What they found was terrible.
Afraid of anyone seeing what they had been doing in Auschwitz, the Germans went on a killing spree before the arrival of the Russians. They also tried to blow up the ovens where the murdered had been burned for years.
When the Russians arrived, they found corpses and 7000 starving prisoners.
A conservative estimate is that 1,000,000 people died there.
Here is a poem I wrote about Auschwitz. It is based on an incident Tadeusz Borowski, a survivor of Auschwitz, describes in his memoir This Way for the Gas, Ladies and Gentlemen.
During the war, there was only work and death.
The work broke you down, filled your stomach
with rocks and threw you in the river to drown.
The work shoved a bayonet up your ass
and twisted the blade till you were dead.
In the camps, there was only what we ate
and those we worked with—sometimes women.
But we never made love. I’ll tell you why.

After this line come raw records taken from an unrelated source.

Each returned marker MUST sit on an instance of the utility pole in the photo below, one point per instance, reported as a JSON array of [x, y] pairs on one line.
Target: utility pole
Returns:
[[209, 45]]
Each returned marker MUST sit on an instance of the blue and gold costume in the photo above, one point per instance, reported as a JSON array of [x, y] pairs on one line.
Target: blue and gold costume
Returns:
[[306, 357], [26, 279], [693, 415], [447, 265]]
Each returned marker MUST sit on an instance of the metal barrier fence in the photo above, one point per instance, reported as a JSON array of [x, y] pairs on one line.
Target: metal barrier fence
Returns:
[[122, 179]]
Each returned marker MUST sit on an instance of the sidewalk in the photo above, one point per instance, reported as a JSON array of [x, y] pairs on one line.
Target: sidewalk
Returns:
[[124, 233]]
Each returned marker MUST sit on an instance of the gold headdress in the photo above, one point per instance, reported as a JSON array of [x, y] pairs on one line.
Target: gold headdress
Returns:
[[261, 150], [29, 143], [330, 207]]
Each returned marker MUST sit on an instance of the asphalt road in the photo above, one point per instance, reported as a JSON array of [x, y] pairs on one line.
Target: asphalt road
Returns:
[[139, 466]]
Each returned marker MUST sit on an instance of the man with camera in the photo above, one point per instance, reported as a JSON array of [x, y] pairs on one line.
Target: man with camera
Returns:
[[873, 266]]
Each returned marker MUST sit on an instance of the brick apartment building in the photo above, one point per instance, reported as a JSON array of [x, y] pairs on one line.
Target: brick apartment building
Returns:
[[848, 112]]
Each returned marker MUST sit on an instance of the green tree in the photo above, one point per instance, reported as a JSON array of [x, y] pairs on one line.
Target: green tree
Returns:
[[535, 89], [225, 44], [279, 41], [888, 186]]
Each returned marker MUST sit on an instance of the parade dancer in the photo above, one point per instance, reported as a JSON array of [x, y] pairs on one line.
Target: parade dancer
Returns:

Fear. I remember once a thousand men
were working a field with sticks, and trucks came
and dumped naked women in front of us.
Guards were whipping them to the ovens,
and the women screamed and cried to us, pleaded
with their arms stretched out—naked mothers,
daughters, and sisters, but not one man moved.
Not one. Fear will blind you, and tie you up
like nothing else. It’ll whisper, “Just stand still,
soon it will be over. Don’t worry, there’s nothing
you can do.” You will take this fear to the grave
with you. I can promise. And after the war,
it was the same. I saw things that were as bad
as what happened in the camps. I wish
I had had a gun there. I would have
pressed it here to my forehead, right here.
Better that than what I feel now. This fear.